It's Throwback Thursday, and on this week in 1972, the Oakland Athletics Mustache Gang was officially born.
There are conflicting reports as to how the trend started in the A's clubhouse. The most accepted explanation is detailed in Bruce Markuson's book A Baseball Dynasty. According to Markuson, it all started when Reggie Jackson showed up to spring training with a full mustache and claimed he'd grow a beard before Opening Day.
At the time, baseball was ultra conservative and being clean-shaven was one of the game's unwritten rules.
So, A's owner Charlie O. Finley instructed manager Dick Williams to tell Jackson to shave, and as the story goes, Jackson told Williams to shove it.
Attempting to use reverse psychology on the individualistic A's star, Finley talked other players into growing mustaches thinking Jackson would get rid of his once he wasn't the only one bucking the system.
It didn't work.
Soon the mustaches became popular, and ever the opportunist, Finley decided to capitalize on the buzz from the fuzz by offering his players $300 if they grew a mustache by Father's Day. Before salary arbitration and free agency, A's players had to scratch and claw for every nickel and dime from the notoriously frugal A's owner. Cash for a 'stache was too good to pass up. Even Williams ended up growing one.

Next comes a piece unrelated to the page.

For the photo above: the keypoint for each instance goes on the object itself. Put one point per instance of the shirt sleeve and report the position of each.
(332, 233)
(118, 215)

To this day, Jackson still maintains a mustache. As do Rollie Fingers, Joe Rudi, and Ray Fosse, who joined the team in 1973. What started as a trend on this week in 1972, became one of the hallmarks of an A's dynasty. They defeated the Reds in the 1972 World Series in a battle dubbed by many as "The Hairs vs. The Squares," and ended up winning it all again in 1973 and 1974.